H/t to Urbanize Los Angeles

The U.K. is ramping up its pledge to cut carbon emissions

Ahead of this coming Earth Day on April 22, Prime Minister Boris Johnson is reportedly looking to make its emission targets even stricter. The United Kingdom is already legally mandated to transition to a net-zero emission economy by 2050, and had pledged to reduce carbon emissions by 68 percent by 2030; now, the government plans on moving to a 78 percent reduction in CO2 emissions by 2035.

What does that mean for architecture and construction in the U.K.? Unfortunately, without government guidelines in place for the AEC industries, or tax credits or support for retrofitting older buildings to be more efficient, it’s a bit unclear how this might actually be achieved.

H/t to the The Architects’ Journal

Timber prices hit new record highs

Driven by a boom in housing, surge in DIY projects and remodels, and the effects of tariffs, the price of timber for construction continues to hit record highs.

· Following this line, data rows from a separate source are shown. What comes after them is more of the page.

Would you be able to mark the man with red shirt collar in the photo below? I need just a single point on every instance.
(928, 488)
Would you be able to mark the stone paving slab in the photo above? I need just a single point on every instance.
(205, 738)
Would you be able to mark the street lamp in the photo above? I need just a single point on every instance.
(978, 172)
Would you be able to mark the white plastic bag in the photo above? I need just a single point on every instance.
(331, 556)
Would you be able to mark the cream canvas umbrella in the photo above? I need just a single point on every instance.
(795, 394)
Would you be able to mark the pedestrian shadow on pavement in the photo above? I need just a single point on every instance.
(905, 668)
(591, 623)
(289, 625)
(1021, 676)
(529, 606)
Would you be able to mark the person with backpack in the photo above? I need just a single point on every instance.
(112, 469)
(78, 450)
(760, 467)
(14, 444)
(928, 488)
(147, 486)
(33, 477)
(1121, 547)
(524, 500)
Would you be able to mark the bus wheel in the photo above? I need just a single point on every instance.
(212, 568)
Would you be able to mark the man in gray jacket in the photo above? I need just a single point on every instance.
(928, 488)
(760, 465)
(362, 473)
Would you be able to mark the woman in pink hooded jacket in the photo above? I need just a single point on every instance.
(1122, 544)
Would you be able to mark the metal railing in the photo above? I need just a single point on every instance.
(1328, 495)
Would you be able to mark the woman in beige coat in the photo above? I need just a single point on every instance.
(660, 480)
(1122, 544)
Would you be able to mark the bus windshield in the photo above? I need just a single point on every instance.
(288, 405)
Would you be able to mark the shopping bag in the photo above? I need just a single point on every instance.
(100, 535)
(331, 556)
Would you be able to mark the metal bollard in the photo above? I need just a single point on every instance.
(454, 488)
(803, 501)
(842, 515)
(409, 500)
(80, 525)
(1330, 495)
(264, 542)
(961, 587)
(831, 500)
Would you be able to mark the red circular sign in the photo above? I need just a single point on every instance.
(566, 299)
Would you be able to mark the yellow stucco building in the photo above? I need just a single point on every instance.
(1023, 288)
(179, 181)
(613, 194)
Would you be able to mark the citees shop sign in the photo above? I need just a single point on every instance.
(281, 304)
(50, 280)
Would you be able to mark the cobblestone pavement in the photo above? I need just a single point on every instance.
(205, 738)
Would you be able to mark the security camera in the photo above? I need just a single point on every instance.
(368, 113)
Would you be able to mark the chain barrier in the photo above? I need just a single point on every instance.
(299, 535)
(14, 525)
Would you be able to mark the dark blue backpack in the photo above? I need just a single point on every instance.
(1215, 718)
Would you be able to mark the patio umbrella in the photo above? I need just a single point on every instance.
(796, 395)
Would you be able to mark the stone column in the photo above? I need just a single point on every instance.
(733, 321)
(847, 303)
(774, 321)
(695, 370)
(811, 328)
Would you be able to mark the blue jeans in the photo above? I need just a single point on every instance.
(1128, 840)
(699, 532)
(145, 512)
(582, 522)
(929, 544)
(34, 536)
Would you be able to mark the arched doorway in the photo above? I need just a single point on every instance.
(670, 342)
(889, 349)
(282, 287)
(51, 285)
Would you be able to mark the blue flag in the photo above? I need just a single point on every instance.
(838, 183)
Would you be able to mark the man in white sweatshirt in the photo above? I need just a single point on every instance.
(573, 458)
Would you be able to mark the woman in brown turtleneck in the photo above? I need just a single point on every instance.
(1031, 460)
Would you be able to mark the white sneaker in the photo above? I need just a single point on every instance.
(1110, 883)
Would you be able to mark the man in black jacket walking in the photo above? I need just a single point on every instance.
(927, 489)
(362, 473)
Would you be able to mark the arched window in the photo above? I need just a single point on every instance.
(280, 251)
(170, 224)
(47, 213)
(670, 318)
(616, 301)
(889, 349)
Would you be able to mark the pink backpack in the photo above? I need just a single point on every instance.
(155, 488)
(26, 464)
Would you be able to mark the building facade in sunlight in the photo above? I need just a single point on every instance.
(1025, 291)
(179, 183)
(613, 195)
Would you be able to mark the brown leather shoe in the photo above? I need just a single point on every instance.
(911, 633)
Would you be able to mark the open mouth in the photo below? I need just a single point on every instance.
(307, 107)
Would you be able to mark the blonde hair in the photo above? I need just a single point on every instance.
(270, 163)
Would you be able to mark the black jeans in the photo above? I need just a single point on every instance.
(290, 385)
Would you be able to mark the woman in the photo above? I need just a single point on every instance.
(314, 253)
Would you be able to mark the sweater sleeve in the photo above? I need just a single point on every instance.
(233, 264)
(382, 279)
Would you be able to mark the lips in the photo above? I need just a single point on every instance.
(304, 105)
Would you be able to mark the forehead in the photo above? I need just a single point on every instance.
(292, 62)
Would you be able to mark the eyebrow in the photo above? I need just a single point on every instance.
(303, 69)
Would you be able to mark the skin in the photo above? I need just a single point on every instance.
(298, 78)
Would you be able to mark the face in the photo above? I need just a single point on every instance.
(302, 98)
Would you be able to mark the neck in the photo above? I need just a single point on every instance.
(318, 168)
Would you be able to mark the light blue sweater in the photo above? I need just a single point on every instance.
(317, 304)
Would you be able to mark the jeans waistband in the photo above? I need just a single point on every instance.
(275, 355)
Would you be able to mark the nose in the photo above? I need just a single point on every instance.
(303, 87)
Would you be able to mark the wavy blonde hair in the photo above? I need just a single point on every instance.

Although logs are cheaply available across the American South, timber futures hit $1,326.70 per 1,000 feet of board, and lumber mills are cashing in on that price difference (or spread).

Although the high price of timber is actually cutting into home development at this point, and though trade groups have appealed to the Biden Administration for relief, it appears wood will only become more valuable in the near future as supply chain logjams get sorted out and mills expand their capacity.

H/t to Forbes

Kengo Kuma wins the ARCA Wynwood Design Challenge

Stone, tile, and wood manufacturer ARCA has named the winner of its international design challenge Balance as it Relates to Nature. ARCA and jurist Rodolphe el-Khoury, dean of the University of Miami School of Architecture, selected Kengo Kuma & Associate (KKAA) as the winner of the competition to reuse 38 ARCA marble bricks in a sculpture at the new ARCA Wynwood showroom in Miami.

For the winning entry, KKAA stacked the tiles into a breezy masonry wall that both celebrated the materiality of the bricks but also allows for air and light to pass through to create a sense of permeability. ARCA will reportedly build a larger-scale version of the winning design.